Isolated in a corner of the stage in a large convention room at the Sheraton Hotel in Niagara Falls, Brain LeBlanc sits upon a single chair with his back to an audience of 360 people connected to Schlegel Villages.
The imagery is striking.
Brian has come from his home in Florida to speak on the final day of the organization’s annual Operational Planning retreat from the perspective of someone living with dementia.
Upon that stage, he looks utterly alone. Is this what that diagnosis feels like? Does it force people into the margins, ushering them into solitary seclusion? There is silence as his space is illuminated, and his voice rings out.
“ ‘I know you don’t remember but . . .’ He says. “That was the phrase that my family used to use whenever they would tell me something or they would ask me a question. They didn’t think I would remember anything from a moment before, a week before or a month before, but I did.”
Brian pauses and silence falls over the room once again.
“ ‘So how’s he doing?’
“Those are the words that were spoken by people that know me that I would see in public spaces,’ Brian then recalls. “They would come up to me and tell me ‘Hi,’ and then they would turn to whoever I was with and say, ‘So, how’s he doing?’ They would say it in a hushed tone almost like they didn’t want me to hear them say that.”
“They were afraid I wasn’t going to be able to answer the question.”
He felt like he was shoved in a corner, and after he shares a few more stereotypical phrases he’s all too familiar with he springs from the corner to the middle of the stage and proclaims: “We don’t belong in a corner. We belong right here in the centre!”
Brian speaks with the charisma and charm one might expect from a man who made a career in public relations and marketing, and he speaks from his heart about his experience since diagnosis four years ago.
He shares the reality that on some days, such as this one, he functions at a high level, entirely aware of everything around him.
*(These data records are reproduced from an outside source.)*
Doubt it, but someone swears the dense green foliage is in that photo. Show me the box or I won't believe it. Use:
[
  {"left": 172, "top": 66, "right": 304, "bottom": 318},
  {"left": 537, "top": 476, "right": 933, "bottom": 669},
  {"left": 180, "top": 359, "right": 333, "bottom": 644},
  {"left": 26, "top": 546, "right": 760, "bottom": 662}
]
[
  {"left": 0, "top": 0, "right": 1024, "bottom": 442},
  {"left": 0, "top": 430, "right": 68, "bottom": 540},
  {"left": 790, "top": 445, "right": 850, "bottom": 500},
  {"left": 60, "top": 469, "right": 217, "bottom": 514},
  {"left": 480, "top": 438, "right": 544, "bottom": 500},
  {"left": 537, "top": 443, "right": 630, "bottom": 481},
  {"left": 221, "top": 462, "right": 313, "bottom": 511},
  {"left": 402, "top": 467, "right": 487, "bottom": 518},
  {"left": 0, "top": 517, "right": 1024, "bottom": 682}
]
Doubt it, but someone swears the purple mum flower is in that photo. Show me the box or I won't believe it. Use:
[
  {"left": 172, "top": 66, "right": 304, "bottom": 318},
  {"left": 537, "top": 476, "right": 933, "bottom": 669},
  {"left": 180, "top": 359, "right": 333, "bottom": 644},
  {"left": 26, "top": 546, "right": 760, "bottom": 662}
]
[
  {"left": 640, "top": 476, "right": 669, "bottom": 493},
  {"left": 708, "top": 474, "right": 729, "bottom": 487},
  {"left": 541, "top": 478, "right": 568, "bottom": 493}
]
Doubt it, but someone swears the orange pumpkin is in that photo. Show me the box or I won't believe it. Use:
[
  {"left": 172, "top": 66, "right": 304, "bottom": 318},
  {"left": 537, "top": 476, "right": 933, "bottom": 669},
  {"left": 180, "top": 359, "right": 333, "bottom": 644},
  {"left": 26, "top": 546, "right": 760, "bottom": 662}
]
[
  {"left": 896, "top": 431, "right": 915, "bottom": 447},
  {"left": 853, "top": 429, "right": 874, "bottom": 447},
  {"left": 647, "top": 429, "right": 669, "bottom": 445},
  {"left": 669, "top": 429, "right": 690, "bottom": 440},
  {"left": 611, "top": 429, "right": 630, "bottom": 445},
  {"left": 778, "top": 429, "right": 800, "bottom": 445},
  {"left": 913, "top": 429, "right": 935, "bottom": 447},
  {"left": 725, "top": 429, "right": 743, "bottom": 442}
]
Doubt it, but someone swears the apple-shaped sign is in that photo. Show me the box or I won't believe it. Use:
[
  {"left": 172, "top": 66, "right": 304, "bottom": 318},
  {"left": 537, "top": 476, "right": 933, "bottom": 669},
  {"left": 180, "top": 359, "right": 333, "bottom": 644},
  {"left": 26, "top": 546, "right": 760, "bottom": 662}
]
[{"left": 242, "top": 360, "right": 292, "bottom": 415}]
On others, however, such as the day before when he flew into Buffalo, he’s completely at the mercy of his care partner and friend, Carmen.
She filmed him in that state at the airport, later to be shared through social media. This is Brian’s way of sharing truth with the world, his means of challenging myths by letting people see all sides of Alzheimer’s disease and dementia.
He tells the audience about his family history going back to his great grandmother who most assuredly died of Alzheimer’s in the late 1800s, right up to his grandfather, father and mother, who all succumbed to some form of dementia. His mother died four months after he was diagnosed.
This disease is far from an unknown to Brian Leblanc, and he chooses to live well for he believes there is no other choice. “Otherwise we’re letting the disease win,” he says.
And it is entirely possible to live well in the face of this disease.
He enjoys the simple things in life. He takes long drives with Carmen and they often stop along the way to take photos of sunsets or flowers or anything that strikes their eyes, for together they live in each moment. Capturing those images, Brian says, “helps to bring beauty to life. In that moment I have that moment and then I can look back and relive that moment”
He laughs a lot, he and Carmen both. Laughter is the gift that helps us to live well, he says, and to live productively.
And he is grateful; grateful for Carmen; grateful for Alaskan cruises; grateful for good friends who challenge him and offer no slack; and he’s grateful that he can speak to the audience he’s before on this day on behalf of those who no longer can.
“I am so honoured to be in front of an entire organization that (cares for others) day after day after day, and I want to thank you, every single one of you, for what you do,” he says. “There are people that you deal with each and every day that may not remember to thank you, so I’m thanking you for what you do for them.”
He’s thankful to be living well with dementia upon the centre of life’s stage.